A colourful backstory and an enthusiastic campaign have helped drive Rory Stewart’s campaign to be the next prime minister.

For someone who has been forced to deny claims he was a spy, Mr Stewart has put himself firmly in the public eye with a series of campaign walkabouts, engaging with members of the public in exchanges captured on social media.

Mr Stewart only made it into the Cabinet as International Development Secretary in May, but wasted no time in setting out his stall as a leadership candidate from the moderate, soft Brexit wing of the party.

The 46-year-old’s past has been so eventful that the rights to one of his books were bought by Brad Pitt’s production company – although Mr Stewart joked that “the story of my life sounded really, really good and was really attractive to Brad Pitt until I became a Conservative MP, at which point he gave up on the whole thing”.

Before becoming an MP in 2010, he had a career including stints in the army and diplomatic service.

He had a short period as an officer in the Black Watch before going to Oxford University, and his diplomatic work saw a posting in Indonesia, a role as British representative to Montenegro in the wake of the Kosovo crisis, and ‎as the coalition deputy-governor of two provinces in southern Iraq following the 2003 invasion.

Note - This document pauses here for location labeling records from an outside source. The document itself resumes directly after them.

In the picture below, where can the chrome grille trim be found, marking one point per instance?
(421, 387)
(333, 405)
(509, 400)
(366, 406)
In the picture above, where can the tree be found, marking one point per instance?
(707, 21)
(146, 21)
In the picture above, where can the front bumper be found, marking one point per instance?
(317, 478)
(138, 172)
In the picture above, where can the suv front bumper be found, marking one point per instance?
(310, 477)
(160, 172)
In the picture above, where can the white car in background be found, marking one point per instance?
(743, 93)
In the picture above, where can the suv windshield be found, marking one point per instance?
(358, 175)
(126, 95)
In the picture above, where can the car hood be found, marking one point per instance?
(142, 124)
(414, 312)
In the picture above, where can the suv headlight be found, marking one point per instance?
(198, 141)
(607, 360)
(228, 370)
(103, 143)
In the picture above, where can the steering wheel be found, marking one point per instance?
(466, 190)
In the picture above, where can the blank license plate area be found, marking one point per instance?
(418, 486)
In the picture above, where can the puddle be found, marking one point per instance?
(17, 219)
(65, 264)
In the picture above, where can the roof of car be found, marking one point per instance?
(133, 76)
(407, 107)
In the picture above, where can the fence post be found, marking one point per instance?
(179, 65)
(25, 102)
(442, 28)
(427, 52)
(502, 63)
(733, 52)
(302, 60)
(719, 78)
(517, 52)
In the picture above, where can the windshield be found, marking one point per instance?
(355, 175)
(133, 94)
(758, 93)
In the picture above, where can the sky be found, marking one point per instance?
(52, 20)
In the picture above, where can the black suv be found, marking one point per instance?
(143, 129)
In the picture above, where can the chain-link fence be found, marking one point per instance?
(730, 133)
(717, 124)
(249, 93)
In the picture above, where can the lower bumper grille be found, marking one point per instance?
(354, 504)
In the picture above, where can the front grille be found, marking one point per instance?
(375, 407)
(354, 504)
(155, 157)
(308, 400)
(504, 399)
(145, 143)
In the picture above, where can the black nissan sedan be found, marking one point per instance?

He spent 21 months walking across Iran, Afghanistan, Pakistan, India and Nepal, staying in 500 village houses on the journey.

One event in his past came to the fore during the campaign – the time he smoked opium at a wedding in Iran.

The International Development Secretary said the drug “had no effect” on him “because I was walking 25-30 miles a day”.

He said: “I was invited into the house, the opium pipe was passed around at a wedding. I thought – this is going be a very strange afternoon to walk – but it may be that the family was so poor they put very little opium in the pipe.”

Tory leadership race: Rory Stewart
(PA Graphics)

Mr Stewart’s past – and the fact his late father was a senior Secret Intelligence Service officer – have led to speculation that he too was in MI6.

It is a claim denied by Mr Stewart, although he admitted he would not be allowed to say he had been a spy if it were true.

On the BBC’s Today programme, presenter Nick Robinson asked: “You can’t really answer the question whether you were a spy or not, you can just simply say you served your country?”

Mr Stewart said: “I definitely would say I served my country, and if somebody asked me whether I am a spy, I would say no.”